YouTube users across the country experienced short-lived relief on Saturday when the site was unblocked for three hours — only to be blocked again.
The Pakistan Telecommunications Authority (PTA), upon receiving verbal orders from the interior ministry on Saturday, directed internet service providers (ISP) to unblock the world’s largest video-sharing web portal.
The move had been widely anticipated among Pakistan’s online community after Interior Minister Rehman Malik tweeted on Friday that YouTube would be un-blocked in the following 24 hours.
Mere three hours later, however, Prime Minister Raja Pervaiz Ashraf ordered the authority to re-block YouTube after being notified that it was up and running.
“The Prime minister expressed displeasure over PTA’s act of restoring YouTube without his written orders and has directed them to block it again,” an official in the PTA told The Express Tribune.
A summary recommending the restoration of YouTube had been sent to the prime minister by the Inter-Ministerial Committee (IMC) earlier.

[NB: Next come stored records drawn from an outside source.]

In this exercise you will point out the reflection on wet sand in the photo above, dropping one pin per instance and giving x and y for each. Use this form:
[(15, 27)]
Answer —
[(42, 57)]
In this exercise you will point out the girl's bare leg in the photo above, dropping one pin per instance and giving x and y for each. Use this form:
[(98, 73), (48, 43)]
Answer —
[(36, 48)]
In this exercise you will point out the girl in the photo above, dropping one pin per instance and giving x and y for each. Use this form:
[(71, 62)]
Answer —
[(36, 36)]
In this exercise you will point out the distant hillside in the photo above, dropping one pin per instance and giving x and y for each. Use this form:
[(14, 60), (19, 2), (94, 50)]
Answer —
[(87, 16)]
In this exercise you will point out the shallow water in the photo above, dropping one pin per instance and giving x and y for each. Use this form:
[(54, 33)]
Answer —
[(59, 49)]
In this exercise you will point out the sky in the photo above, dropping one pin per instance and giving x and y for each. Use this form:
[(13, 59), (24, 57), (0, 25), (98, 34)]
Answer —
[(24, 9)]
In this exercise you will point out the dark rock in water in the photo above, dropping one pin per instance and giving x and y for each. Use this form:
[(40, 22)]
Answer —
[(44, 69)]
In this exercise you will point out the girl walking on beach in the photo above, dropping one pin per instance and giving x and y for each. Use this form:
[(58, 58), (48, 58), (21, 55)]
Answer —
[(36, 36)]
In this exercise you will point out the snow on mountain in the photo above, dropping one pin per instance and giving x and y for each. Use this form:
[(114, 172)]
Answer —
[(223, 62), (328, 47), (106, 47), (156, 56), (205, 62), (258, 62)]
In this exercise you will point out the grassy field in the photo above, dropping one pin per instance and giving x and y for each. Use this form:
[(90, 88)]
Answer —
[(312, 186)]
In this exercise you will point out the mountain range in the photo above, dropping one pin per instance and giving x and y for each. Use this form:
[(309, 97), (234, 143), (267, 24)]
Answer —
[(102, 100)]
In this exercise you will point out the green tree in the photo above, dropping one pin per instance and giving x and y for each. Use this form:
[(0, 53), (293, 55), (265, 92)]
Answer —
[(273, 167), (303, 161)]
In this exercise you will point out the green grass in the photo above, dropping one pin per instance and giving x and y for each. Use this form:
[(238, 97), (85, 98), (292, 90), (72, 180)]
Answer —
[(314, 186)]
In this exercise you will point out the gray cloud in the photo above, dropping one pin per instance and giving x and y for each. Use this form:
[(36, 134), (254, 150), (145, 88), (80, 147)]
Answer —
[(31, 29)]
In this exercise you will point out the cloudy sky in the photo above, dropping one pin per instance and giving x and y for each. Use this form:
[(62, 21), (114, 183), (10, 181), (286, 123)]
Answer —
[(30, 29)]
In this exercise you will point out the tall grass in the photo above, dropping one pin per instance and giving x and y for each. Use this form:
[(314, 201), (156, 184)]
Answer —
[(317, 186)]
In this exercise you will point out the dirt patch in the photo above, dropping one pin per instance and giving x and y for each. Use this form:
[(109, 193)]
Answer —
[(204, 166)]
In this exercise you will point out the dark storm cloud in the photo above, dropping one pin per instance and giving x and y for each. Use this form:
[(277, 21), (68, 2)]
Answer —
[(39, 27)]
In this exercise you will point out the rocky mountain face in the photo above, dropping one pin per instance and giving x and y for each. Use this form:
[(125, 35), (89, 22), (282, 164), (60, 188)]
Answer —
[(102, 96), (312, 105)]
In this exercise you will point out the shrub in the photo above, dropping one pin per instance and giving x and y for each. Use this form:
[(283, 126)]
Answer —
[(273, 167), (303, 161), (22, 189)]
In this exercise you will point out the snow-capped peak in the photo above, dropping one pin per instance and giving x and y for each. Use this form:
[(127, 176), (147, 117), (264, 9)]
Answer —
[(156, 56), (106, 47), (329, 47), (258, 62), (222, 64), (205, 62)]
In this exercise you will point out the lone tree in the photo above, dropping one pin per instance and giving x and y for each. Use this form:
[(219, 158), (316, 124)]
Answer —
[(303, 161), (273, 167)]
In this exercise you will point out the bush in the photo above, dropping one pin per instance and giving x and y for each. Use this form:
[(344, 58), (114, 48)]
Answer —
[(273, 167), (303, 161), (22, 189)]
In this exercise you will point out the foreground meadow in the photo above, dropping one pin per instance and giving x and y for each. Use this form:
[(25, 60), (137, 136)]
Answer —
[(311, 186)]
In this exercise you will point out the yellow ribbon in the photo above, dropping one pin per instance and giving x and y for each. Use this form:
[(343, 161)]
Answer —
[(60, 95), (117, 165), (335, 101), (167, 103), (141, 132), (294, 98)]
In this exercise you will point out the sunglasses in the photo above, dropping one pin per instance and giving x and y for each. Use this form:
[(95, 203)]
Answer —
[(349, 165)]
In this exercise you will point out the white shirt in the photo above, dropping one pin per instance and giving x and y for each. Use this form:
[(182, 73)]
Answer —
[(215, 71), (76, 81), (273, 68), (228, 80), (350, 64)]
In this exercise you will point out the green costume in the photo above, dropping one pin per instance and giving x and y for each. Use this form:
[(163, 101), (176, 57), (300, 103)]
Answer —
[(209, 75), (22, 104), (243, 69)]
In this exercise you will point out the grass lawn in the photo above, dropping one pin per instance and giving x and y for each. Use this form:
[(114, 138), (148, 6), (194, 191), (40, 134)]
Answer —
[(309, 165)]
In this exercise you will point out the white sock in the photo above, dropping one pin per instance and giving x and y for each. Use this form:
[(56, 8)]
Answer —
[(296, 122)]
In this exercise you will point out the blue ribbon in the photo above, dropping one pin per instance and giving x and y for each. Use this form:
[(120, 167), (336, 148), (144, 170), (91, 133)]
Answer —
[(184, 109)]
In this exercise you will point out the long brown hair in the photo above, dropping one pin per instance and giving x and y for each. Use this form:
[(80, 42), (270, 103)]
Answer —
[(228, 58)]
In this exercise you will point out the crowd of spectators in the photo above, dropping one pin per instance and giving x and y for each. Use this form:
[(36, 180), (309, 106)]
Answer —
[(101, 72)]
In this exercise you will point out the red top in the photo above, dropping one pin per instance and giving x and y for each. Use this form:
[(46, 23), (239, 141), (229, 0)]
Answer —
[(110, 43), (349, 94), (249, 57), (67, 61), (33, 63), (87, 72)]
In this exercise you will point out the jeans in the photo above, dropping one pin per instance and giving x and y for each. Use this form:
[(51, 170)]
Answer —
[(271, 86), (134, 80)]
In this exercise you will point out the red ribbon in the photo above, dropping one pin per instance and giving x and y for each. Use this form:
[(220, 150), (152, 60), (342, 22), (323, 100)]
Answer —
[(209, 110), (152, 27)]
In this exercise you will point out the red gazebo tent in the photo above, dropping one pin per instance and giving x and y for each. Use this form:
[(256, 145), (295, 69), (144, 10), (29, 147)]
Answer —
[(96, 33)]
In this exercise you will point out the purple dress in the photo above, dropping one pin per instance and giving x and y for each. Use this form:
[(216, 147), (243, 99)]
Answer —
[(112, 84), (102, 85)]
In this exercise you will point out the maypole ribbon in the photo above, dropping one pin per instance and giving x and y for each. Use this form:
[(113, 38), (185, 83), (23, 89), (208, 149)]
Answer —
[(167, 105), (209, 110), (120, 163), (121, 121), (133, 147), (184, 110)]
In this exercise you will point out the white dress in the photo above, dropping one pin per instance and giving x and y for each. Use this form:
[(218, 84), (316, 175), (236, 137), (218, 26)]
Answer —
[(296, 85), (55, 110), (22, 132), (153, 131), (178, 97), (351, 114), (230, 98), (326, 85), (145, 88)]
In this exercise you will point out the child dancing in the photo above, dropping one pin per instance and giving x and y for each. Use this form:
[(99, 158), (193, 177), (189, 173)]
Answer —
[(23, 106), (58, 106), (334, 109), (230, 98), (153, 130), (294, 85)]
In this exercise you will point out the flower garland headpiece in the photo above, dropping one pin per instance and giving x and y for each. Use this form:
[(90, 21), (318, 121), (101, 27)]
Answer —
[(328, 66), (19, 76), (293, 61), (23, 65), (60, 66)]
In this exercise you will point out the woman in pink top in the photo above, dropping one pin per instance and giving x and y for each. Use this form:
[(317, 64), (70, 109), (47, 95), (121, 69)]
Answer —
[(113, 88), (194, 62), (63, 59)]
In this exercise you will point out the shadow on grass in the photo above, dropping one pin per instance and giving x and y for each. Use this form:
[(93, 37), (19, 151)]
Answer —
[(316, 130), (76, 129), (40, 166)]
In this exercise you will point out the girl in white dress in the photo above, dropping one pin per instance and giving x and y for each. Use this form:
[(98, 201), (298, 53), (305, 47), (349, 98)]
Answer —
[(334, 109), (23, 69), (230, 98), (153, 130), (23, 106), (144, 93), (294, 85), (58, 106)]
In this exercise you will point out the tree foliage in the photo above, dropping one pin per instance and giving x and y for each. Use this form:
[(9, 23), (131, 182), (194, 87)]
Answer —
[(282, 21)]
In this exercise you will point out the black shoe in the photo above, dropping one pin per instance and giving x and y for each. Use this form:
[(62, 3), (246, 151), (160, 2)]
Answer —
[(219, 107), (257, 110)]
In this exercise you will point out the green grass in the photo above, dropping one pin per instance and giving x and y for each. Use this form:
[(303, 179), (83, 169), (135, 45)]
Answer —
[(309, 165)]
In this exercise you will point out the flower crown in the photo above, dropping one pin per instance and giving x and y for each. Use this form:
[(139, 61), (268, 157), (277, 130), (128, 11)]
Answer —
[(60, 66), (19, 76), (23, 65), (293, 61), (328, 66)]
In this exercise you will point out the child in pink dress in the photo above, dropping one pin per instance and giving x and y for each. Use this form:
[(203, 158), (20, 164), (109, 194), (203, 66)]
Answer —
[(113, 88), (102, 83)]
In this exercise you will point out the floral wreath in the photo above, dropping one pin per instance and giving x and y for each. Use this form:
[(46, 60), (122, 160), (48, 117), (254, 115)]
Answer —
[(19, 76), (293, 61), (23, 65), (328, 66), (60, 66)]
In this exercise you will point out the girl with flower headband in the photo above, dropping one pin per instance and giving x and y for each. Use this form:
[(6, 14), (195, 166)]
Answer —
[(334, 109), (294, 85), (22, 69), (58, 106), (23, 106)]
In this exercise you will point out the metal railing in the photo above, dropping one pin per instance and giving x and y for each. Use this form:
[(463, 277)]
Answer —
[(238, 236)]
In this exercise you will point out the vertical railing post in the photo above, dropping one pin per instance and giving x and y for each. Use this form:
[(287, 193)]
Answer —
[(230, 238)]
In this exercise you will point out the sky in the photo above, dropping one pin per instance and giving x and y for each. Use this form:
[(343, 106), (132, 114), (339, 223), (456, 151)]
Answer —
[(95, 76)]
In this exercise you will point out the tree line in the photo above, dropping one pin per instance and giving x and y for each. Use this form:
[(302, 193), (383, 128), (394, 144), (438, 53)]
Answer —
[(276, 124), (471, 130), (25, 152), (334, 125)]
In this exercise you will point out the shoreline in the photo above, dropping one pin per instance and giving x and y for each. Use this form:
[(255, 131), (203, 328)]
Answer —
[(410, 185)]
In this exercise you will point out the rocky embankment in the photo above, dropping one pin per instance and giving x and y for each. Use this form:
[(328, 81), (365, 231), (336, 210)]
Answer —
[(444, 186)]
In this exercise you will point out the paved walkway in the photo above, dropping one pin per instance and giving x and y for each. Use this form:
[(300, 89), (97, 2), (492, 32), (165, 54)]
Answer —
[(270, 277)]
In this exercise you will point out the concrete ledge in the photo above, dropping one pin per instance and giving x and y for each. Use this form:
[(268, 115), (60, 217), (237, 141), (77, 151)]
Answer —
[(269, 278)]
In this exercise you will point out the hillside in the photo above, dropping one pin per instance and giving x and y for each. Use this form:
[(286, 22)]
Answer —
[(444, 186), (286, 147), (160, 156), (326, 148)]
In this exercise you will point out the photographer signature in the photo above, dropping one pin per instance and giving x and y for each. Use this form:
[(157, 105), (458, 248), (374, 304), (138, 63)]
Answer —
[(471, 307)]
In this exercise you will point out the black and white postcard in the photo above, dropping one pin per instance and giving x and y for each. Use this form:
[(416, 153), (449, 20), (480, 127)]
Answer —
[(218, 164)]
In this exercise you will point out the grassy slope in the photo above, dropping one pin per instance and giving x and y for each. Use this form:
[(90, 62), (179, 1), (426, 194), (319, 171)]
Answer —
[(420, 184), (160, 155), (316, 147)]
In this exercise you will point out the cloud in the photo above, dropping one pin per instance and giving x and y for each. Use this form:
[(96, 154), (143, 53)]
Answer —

However, the premier had yet to issue written orders when PTA restored the site.
According to the PTA official, however, the authority’s failure to block the controversial anti-Islam film that led to the YouTube ban in the first place was the actual reason behind the prime minister’s orders to re-block the site.
“It was brought to the prime minister’s notice that YouTube was running with the controversial material after being unblocked on Saturday,” he added.
“YouTube would have been unblocked long ago if PTA had acquired a software to filter or block any objectionable material on the internet,” an official in the ministry of information technology told The Express Tribune.
“The ministry had asked PTA to acquire this software in May this year and establish a central state-of-the-art call centre, but they never bothered,” the official continued. The call centre would have allowed the authority central control over ISPs across the country. According to the official, during a meeting of the Inter-Ministerial Committee last week, security agencies strongly opposed the restoration of YouTube unless the controversial film was removed. Agencies feared any such move would trigger a violent public reaction, like the one in September this year which led to the YouTube ban.
Published in The Express Tribune, December 30th, 2012.